Ce qui frappe lorsqu’on se rend au centre Aloha de Basse-Terre, c’est le calme ambiant vous transportant dès l’entrée vers un état de relaxation. Lumières douces, petites musiques d’ambiance… et le sérieux d’une équipe on ne peut plus compétente et au complet, finissent de vous conquérir.

 

Mais une fois ces premières bonnes impressions passées, qu’est-ce qui fait finalement l’originalité de ce centre ?

Le centre d’amincissement Aloha à Basse-Terre offre tout d’abord la particularité d’être médicalisé, donc toute personne souhaitant perdre ses kilos en trop, est, après un bilan médical initial approfondi, suivie à chaque étape de cette « aventure » par une équipe d’infirmières, de kinésithérapeutes spécialisés, une naturopathe, un ostéopathe et, bien sûr, un médecin.

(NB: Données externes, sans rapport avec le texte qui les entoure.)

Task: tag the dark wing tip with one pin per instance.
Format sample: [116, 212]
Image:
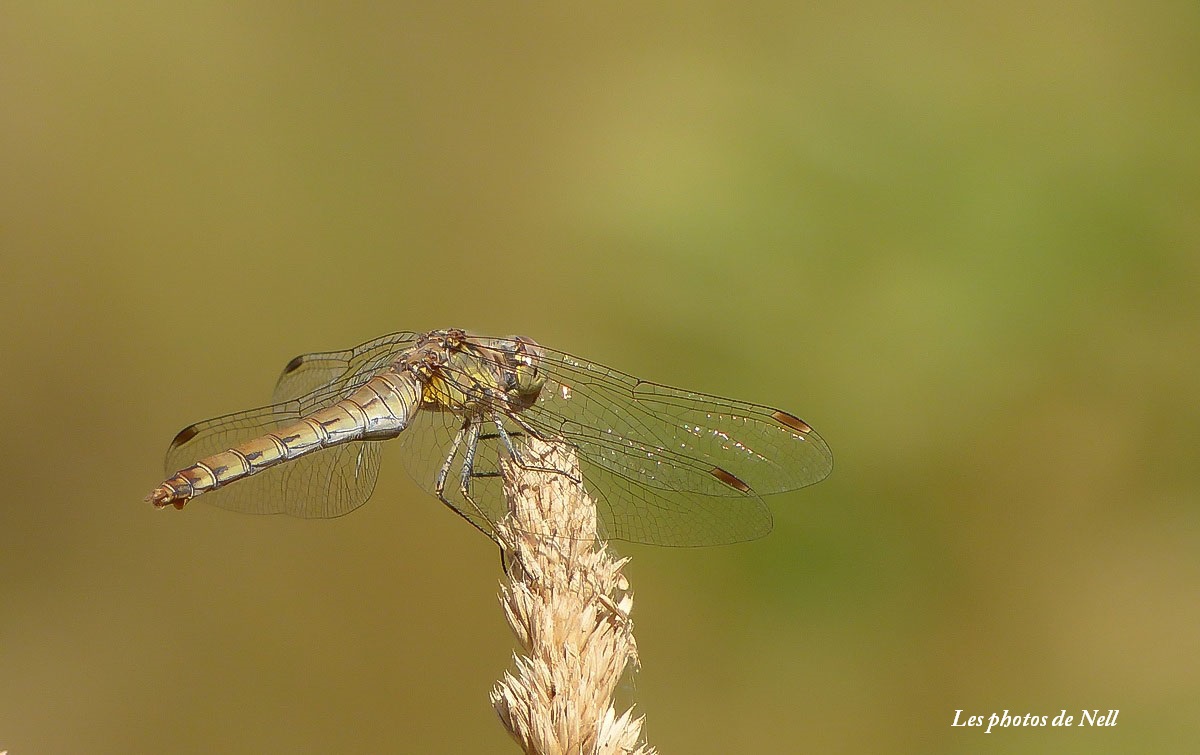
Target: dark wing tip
[792, 421]
[184, 436]
[294, 364]
[730, 479]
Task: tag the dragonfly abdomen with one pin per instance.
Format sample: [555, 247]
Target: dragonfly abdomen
[377, 411]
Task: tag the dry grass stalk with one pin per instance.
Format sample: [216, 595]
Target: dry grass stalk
[568, 605]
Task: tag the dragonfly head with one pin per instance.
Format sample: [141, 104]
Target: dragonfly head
[523, 377]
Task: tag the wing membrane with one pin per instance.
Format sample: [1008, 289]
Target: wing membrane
[322, 484]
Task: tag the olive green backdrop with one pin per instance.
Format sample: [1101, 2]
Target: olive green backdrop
[961, 241]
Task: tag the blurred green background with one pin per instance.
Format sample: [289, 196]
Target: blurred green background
[963, 241]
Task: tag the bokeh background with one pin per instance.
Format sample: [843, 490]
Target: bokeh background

Mais c’est aussi un « mariage des extrêmes » entre le centre d’amincissement et l’action humanitaire, en direction d’Haïti. En effet, un pourcentage des bénéfices d’Aloha servira à l’association Orphelinats d’Haïti, couplée au centre, pour agir sur trois niveaux dans ce pays voisin de la Guadeloupe auprès des orphelins et enfants des rues : développement social des quartiers, appui aux médecins et spécialistes de la santé sur place, montage d’événements culturels.

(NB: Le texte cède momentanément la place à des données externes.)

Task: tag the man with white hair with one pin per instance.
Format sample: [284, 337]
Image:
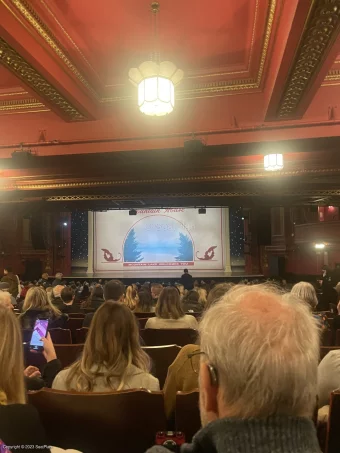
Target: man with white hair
[258, 375]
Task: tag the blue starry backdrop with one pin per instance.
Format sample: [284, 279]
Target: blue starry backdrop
[79, 236]
[236, 225]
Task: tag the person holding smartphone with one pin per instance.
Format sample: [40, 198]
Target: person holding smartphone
[20, 424]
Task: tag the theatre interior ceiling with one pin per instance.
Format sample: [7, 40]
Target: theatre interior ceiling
[260, 77]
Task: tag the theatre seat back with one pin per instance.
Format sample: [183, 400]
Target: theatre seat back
[333, 432]
[158, 337]
[187, 413]
[162, 357]
[119, 422]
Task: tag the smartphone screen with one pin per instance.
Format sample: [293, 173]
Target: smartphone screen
[40, 330]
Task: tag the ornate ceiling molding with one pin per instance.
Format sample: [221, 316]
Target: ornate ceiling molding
[287, 193]
[24, 71]
[21, 104]
[199, 89]
[23, 183]
[321, 29]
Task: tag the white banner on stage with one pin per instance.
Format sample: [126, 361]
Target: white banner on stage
[159, 239]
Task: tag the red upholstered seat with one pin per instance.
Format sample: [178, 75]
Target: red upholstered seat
[119, 422]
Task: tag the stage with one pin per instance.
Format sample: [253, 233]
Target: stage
[165, 276]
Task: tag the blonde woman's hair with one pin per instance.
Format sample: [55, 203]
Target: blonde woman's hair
[37, 299]
[131, 298]
[12, 389]
[111, 346]
[306, 292]
[169, 304]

Dès que l’on pousse la porte d’Aloha Basse-Terre, outre un rééquilibrage alimentaire personnalisé, vous seront proposés « à la carte » massages thaïlandais traditionnels, massages californiens, drainage lymphatique manuel, palper-rouler manuel également, séances de réflexologie plantaire et de schiatsu (ou digitopression, comparable pour les non spécialistes à de l’acuponcture mais sans les aiguilles, réalisée avec les doigts et les articulations).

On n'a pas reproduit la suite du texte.